While Reed warns at the show’s onset that the program will be loaded with name drops, he begins his story with in-depth depictions of his childhood. Audiences get a clear frame of reference for Reed’s identity through his father’s life’s motto to always run three feet past the finish line, his mother’s gentle nudging away from a singing career and his grandparents’ love of late night television.
All of Reed’s characters are rounded out, their edges smoothed and perfected, a feat accomplished through his impressive range of impressions. In addition to the warm, honest tones of his grandmother and the encouraging voice of his father is an extremely accurate impression of his grandfather’s electronic larynx, which Reed clearly mentions he did not like to use.
Reed competently employs lighting and old videos to emotionally emphasize turning points in his life. The biggest turning point? Nightly screenings of Johnny Carson, the comedian Reed held in highest regard throughout his life. When Reed first presents Carson, he grabs from offstage the very stool he used to perch on as a child while watching Carson’s show.
The lights dim and the music stops, until a single spotlight centers on Reed with his back toward the audience, enraptured by an old episode of “The Tonight Show.” Carson enters from behind a lush curtain to rounds and rounds of applause. Immediately, the audience is immersed in exactly what Reed’s dream is: that same sort of reception, at least once in his lifetime.

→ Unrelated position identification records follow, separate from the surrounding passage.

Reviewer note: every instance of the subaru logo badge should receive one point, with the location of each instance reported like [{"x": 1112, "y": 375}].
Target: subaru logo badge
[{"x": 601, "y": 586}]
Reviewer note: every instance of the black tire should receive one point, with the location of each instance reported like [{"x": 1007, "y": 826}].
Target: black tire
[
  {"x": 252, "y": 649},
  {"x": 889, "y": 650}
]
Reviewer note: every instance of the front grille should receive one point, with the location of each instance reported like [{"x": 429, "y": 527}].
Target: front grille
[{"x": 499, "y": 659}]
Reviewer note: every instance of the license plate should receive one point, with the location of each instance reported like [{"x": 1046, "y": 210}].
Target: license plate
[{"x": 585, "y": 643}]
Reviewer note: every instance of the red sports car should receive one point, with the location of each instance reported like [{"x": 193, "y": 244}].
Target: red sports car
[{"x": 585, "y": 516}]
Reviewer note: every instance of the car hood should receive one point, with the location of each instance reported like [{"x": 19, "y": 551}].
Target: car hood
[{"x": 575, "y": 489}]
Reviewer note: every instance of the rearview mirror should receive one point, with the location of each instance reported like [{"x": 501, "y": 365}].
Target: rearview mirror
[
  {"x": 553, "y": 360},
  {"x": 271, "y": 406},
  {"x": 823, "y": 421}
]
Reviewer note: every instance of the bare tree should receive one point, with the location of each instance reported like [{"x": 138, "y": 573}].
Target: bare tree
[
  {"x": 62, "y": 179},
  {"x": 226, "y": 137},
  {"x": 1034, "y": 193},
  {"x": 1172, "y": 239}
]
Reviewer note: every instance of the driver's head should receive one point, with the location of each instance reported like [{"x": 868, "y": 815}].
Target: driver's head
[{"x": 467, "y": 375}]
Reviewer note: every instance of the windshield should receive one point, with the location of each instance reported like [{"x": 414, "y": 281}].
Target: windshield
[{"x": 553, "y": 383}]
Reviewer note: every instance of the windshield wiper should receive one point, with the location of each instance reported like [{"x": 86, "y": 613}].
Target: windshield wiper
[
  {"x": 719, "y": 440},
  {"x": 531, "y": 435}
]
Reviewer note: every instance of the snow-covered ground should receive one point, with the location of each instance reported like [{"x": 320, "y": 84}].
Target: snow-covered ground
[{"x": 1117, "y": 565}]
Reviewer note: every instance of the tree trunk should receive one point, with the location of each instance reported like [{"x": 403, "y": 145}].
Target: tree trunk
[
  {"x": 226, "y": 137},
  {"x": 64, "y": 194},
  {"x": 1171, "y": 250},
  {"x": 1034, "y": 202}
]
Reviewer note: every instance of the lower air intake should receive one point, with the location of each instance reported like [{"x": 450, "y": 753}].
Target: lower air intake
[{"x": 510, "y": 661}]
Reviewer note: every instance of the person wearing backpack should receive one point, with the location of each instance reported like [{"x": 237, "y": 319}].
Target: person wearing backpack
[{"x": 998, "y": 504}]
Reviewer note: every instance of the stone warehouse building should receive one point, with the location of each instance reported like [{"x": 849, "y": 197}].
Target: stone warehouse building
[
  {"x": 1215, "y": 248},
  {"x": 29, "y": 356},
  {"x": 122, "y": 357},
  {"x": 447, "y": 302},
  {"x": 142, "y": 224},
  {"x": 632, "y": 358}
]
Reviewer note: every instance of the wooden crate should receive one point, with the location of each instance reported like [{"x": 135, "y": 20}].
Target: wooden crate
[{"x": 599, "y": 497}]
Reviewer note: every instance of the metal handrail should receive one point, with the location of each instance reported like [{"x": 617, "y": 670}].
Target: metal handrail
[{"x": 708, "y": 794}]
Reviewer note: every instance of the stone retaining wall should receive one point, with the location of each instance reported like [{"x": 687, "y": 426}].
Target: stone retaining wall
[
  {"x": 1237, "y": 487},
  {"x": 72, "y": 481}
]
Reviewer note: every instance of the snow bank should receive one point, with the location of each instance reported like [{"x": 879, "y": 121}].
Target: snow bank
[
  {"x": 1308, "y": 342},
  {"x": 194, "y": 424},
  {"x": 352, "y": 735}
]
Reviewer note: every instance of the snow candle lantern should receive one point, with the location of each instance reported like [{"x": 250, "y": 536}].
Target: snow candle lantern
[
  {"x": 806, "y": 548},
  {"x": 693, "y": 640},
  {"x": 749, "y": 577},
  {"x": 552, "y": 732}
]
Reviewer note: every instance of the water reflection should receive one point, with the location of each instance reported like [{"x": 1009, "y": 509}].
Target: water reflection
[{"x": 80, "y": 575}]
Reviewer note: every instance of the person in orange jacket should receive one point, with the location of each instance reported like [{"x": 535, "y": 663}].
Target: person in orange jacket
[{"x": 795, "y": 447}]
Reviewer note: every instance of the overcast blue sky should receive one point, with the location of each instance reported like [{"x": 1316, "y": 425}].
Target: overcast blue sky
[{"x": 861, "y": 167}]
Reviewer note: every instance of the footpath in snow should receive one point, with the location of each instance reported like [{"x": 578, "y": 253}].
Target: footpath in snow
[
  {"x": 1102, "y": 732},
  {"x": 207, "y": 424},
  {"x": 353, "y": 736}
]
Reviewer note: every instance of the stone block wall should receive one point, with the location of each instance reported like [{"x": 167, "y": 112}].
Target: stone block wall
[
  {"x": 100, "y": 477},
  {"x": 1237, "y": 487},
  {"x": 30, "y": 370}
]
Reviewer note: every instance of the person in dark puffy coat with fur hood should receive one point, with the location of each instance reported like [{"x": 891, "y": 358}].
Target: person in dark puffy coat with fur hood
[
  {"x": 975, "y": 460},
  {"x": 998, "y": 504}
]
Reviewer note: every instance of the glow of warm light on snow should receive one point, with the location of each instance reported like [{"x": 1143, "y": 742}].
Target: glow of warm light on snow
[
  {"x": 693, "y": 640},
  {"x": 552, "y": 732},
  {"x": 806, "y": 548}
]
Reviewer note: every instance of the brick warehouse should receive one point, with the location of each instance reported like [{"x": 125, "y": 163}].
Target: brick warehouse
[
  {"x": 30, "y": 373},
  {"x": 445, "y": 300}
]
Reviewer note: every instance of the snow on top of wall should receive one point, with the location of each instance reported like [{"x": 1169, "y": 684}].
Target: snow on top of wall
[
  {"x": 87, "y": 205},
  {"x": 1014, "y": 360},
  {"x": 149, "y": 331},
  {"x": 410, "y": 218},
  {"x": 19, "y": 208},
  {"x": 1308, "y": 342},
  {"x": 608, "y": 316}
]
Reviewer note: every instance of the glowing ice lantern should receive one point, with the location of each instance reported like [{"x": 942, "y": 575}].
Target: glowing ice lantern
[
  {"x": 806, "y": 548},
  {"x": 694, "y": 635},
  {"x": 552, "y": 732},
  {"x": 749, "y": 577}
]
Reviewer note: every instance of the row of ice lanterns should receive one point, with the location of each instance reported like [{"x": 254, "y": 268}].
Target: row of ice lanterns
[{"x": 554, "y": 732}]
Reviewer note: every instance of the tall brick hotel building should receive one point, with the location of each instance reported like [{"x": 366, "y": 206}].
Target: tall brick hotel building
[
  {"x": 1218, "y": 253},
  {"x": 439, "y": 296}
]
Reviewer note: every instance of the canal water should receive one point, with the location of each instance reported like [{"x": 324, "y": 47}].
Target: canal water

With these types of tonal chances, Reed indicates the moments that shifted his course and allowed him to prosper in the comedy world. While at times these themes are transparent — for instance, when Sammy Davis Jr.’s performance of “Once in a Lifetime” on “The Tonight Show” plays twice — they are necessary devices to move the plot of his life forward.
Often, Reed’s performance is bogged down by his own variety of talents. With the slew of impressions, references to celebrities old and new and his many life experiences — all delivered with comedic flourishes — the show’s pacing consistently feels too fast or too slow.
For example, Reed’s entire college experience takes about 15 minutes to illustrate. Going from Hayward’s Chabot College speech team to UCLA to the bars he used to haunt for free drinks to dropping the bomb that he was unhoused for the majority of his time in Los Angeles — all of this flew by. Yet, toward the end of his performance Reed skips over an entire thirty years of his life, explaining the fact that this time jump is necessary in order to better transition the audience to a new decade.
Nevertheless, as a writer, performer and director, Reed fully displays his talents in this one-man show. He cleverly brings jokes about Spike Lee and “E.T. the Extra-Terrestrial” back around. He does incredibly realistic impressions of a German Shepherd and a very chilled-out dude he met at a Grateful Dead concert. And he busts astonishingly energetic moves during several dance numbers in the show.
While many of Reed’s references and quips may be better suited for older audiences, Reed will always be a joy to behold. His storied career as a voice actor, stand-up comic and the first Black warm-up comedian for a major late night show — for more than a thousand episodes on “The Tonight Show with Jay Leno” — has left him chock full of stories, and he is exceedingly ready to share them all.
“The Never Too Late Show starring Don Reed” runs at The Marsh Arts Center through March 26, with showings Saturdays at 8:30 pm and Sundays at 7 pm.